Lafarge en Syrie : la justice annule les poursuites pour « complicité de crimes contre l’humanité »

Jeudi 7 novembre 2019

Lafarge en Syrie : la justice annule les poursuites pour « complicité de crimes contre l’humanité »

Mais elle maintient la mise en examen pour « financement du terrorisme ».

Par L’Obs avec AFP Publié le 07 novembre 2019 à 10h03

Le cimentier Lafarge, mis en examen en 2018 pour « financement du terrorisme » et « complicité de crimes contre l’humanité », contestait la procédure.

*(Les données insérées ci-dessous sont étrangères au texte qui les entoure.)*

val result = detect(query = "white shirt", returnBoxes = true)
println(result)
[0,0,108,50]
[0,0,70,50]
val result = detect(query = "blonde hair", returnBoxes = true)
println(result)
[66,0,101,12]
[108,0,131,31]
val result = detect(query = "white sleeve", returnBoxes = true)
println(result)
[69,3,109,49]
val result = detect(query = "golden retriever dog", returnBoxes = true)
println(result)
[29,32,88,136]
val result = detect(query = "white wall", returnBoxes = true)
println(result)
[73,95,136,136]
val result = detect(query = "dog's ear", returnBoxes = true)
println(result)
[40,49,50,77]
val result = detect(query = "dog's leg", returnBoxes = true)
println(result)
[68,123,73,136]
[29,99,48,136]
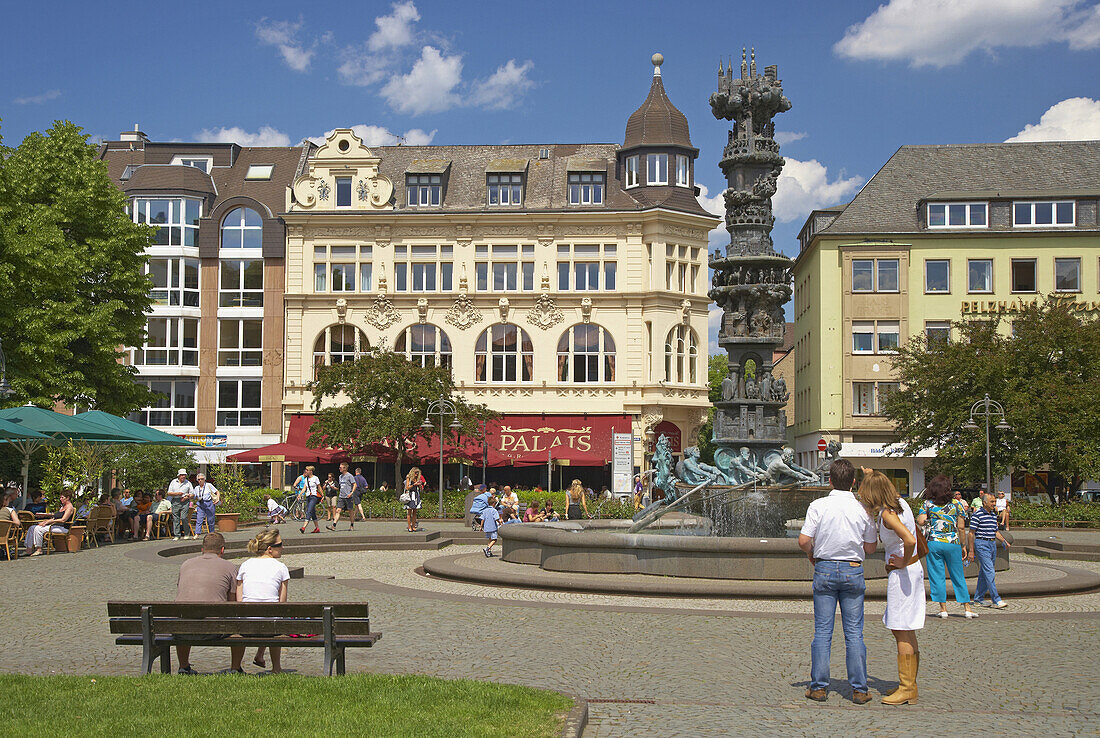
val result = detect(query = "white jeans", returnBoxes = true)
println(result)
[26,524,66,549]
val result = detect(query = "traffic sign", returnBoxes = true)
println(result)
[817,438,828,452]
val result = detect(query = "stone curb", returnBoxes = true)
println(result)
[560,694,589,738]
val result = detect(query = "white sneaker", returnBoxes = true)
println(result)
[937,611,949,619]
[992,600,1007,609]
[964,610,979,619]
[173,536,180,541]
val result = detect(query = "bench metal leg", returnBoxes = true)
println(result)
[159,645,171,674]
[336,648,346,675]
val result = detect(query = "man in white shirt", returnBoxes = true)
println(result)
[798,458,877,704]
[167,469,194,541]
[193,473,220,536]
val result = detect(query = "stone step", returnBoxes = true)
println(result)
[1031,538,1100,553]
[1021,546,1100,562]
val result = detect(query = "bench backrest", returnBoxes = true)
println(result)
[107,601,371,636]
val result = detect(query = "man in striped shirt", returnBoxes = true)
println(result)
[969,493,1011,608]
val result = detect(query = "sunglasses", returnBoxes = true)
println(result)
[270,542,283,548]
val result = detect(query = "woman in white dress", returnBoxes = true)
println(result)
[858,468,923,705]
[237,528,290,673]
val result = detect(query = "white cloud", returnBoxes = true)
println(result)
[198,126,292,147]
[834,0,1099,67]
[256,18,315,72]
[337,52,388,87]
[695,183,729,250]
[774,131,807,145]
[1005,97,1100,141]
[469,60,535,110]
[708,305,723,351]
[380,46,463,115]
[773,158,864,224]
[368,1,420,51]
[308,125,437,147]
[14,89,60,105]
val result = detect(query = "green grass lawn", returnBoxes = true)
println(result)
[0,673,573,737]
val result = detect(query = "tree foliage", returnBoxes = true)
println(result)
[883,298,1100,489]
[0,121,154,413]
[307,349,496,482]
[112,444,197,491]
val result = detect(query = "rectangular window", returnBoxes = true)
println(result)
[133,318,198,367]
[877,382,900,413]
[217,319,262,367]
[410,263,435,291]
[406,174,442,206]
[216,379,261,427]
[314,264,326,292]
[1014,200,1075,226]
[924,259,950,293]
[574,262,599,291]
[148,257,200,307]
[927,202,987,228]
[625,156,639,188]
[335,177,352,207]
[1011,259,1036,293]
[359,263,373,292]
[852,259,874,292]
[132,198,200,247]
[852,322,874,353]
[646,153,668,185]
[877,259,899,292]
[877,321,900,353]
[177,158,210,173]
[567,173,605,205]
[1055,257,1081,292]
[925,321,951,345]
[244,164,274,181]
[853,382,875,416]
[476,263,489,291]
[219,259,264,307]
[675,155,689,186]
[330,263,355,292]
[968,259,993,293]
[604,261,617,290]
[441,261,453,291]
[492,262,516,291]
[136,379,196,427]
[558,262,569,290]
[521,262,534,291]
[487,173,523,206]
[394,262,407,292]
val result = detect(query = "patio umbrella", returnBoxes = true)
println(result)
[0,418,48,441]
[0,405,139,505]
[74,410,202,448]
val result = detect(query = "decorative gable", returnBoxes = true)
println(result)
[290,128,394,211]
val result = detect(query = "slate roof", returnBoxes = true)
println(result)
[822,141,1100,235]
[623,74,693,150]
[122,164,216,197]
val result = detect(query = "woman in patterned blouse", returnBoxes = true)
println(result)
[917,475,977,619]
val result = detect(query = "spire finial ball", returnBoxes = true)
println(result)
[651,52,664,67]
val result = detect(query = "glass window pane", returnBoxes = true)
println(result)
[221,261,241,290]
[336,178,352,207]
[558,262,569,290]
[1056,201,1074,224]
[243,260,264,289]
[1034,202,1053,224]
[925,260,949,292]
[1011,260,1035,292]
[877,260,899,292]
[852,260,873,291]
[241,227,262,249]
[360,263,373,291]
[1055,258,1080,291]
[314,264,326,291]
[1014,203,1031,225]
[968,260,992,292]
[948,204,966,226]
[970,204,986,226]
[604,262,616,290]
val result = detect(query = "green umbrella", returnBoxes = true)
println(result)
[0,418,48,440]
[74,410,203,448]
[0,405,138,505]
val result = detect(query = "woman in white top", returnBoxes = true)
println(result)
[295,466,322,535]
[237,528,290,673]
[858,468,923,705]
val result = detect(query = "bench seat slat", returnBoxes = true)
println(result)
[109,618,372,635]
[115,634,381,648]
[107,602,368,618]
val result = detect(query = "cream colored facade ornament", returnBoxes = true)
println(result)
[498,297,511,322]
[681,299,692,324]
[640,411,664,433]
[417,297,429,324]
[289,128,394,212]
[364,294,401,330]
[526,293,564,330]
[336,298,348,323]
[540,262,551,290]
[580,297,593,323]
[445,293,482,330]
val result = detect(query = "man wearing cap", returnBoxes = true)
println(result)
[193,473,220,536]
[167,469,194,541]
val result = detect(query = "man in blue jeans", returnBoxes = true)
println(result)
[969,493,1010,608]
[798,458,878,704]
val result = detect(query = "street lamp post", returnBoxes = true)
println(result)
[962,393,1012,496]
[0,337,14,399]
[421,396,461,520]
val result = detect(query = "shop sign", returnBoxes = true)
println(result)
[180,434,228,449]
[961,296,1100,316]
[258,455,285,462]
[612,432,633,497]
[498,424,593,454]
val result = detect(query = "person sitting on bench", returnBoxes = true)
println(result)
[175,532,246,674]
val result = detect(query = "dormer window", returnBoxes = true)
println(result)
[487,173,523,206]
[407,174,442,206]
[927,202,986,228]
[676,155,689,186]
[120,165,137,181]
[171,156,211,173]
[646,153,668,185]
[245,164,274,181]
[335,177,352,207]
[1014,200,1074,227]
[568,173,604,205]
[625,156,639,188]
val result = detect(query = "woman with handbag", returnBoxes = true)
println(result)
[403,467,424,532]
[917,475,977,620]
[858,469,924,705]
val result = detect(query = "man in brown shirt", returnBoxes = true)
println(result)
[175,532,245,674]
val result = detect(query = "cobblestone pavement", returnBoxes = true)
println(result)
[2,521,1097,737]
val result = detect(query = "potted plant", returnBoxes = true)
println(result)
[211,463,249,532]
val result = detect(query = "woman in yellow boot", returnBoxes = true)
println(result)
[858,469,923,705]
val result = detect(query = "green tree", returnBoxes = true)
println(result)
[0,121,154,413]
[112,444,197,491]
[883,298,1100,491]
[307,349,496,485]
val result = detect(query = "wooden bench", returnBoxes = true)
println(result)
[107,601,381,675]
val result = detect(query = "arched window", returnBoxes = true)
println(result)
[475,324,533,383]
[395,324,452,369]
[557,324,616,383]
[664,325,699,384]
[313,325,369,376]
[220,207,263,249]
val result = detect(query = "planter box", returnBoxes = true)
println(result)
[215,513,240,533]
[49,526,85,553]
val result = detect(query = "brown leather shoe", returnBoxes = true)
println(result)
[804,688,827,702]
[852,691,872,704]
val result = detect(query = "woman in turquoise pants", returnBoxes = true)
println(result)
[917,475,977,619]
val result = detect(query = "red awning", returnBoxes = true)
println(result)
[227,414,342,463]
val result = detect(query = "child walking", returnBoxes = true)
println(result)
[482,496,501,557]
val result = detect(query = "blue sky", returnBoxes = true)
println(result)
[4,0,1099,343]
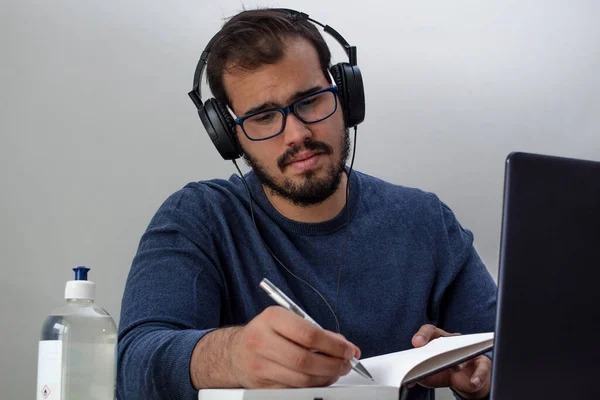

La chambre de l’instruction de la cour d’appel de Paris, saisie d’une « requête en nullité », a finalement annulé les poursuites pour « complicité de crimes contre l’humanité » mais maintenu la mise en examen pour « financement du terrorisme ».

Dans cette affaire, Lafarge SA, propriétaire de Lafarge Cement Syria (LCS), est soupçonné d’avoir versé en 2013 et 2014, via cette filiale, près de 13 millions d’euros à des groupes djihadistes, dont l’organisation Etat islamique (EI), afin de maintenir l’activité de son site en Syrie, alors que le pays s’enfonçait dans la guerre.

Le groupe, qui assure avoir toujours eu pour « priorité absolue » d’« assurer la sécurité et la sûreté de son personnel », est également suspecté d’avoir vendu du ciment de l’usine au profit de l’EI et d’avoir payé des intermédiaires pour s’approvisionner en matières premières auprès de factions djihadistes.

Dans le cadre de l’information judiciaire, ouverte en juin 2017 après des plaintes de Bercy et de plusieurs associations, dont l’ONG Sherpa, huit cadres de Lafarge au total ont été mis en examen, pour « financement d’une entreprise terroriste » et/ou « mise en danger ».

Le groupe cimentier, qui a fusionné en 2015 avec le suisse Holcim, s’était vu reprocher de son côté des faits de « complicité de crimes contre l’humanité », « financement du terrorisme », « violation d’un embargo » et « mise en danger de la vie » d’anciens salariés de son usine de Jalabiya (nord).

Quelles responsabilités précises ont eu l’entreprise et ses dirigeants dans les versements à des groupes terroristes ? Si l’existence de remise de fonds à des « groupes armés » est ressortie d’un rapport d’enquête interne, Lafarge SA a toujours contesté sa responsabilité dans la destination de ces paiements.

Lors de l’audience devant la chambre de l’instruction, le 20 juin, la défense du cimentier avait ainsi attaqué la fiabilité des investigations, effectuées à partir de sources ouvertes, notamment des rapports de l’ONU, et rejeté les accusations de « complicité de crimes contre l’humanité ».

« Aucun document expliquant précisément les éléments constitutifs » de ces crimes n’a été fourni et « aucune enquête susceptible de réunir les preuves nécessaires » à leur caractérisation n’a été établie, avaient fait valoir les avocats de l’entreprise.

Des arguments appuyés par l’avocat général, qui a estimé dans ses réquisitions écrites qu’il n’existait « aucun indice grave et concordant » montrant que les anciens salariés parties civiles « auraient été victimes » de la « complicité des crimes contre l’humanité » reprochée jusqu’alors à Lafarge.

Le représentant du parquet général avait en revanche demandé de confirmer les mises en examen de Lafarge et de ses trois dirigeants pour « financement du terrorisme ».

Selon Sherpa, qui s’était constituée partie civile aux côtés de trois associations dans ce dossier, l’accusation de « complicités de crimes pour l’humanité » se fondait sur des « preuves directes », fournies par les témoignages d’anciens employés syriens.

Le 24 octobre, la cour d’appel de Paris avait cependant annulé la constitution de partie civile des associations plaignantes, écartant ces ONG du dossier.

Deux d’entre elles, Sherpa et le Centre européen pour les droits constitutionnels et les droits de l’Homme (ECCHR), avaient alors annoncé leur intention de se pourvoir en cassation, dénonçant une « décision politique » s’inscrivant dans « un mouvement extrêmement dangereux » de « restriction de l’accès des associations à la justice ».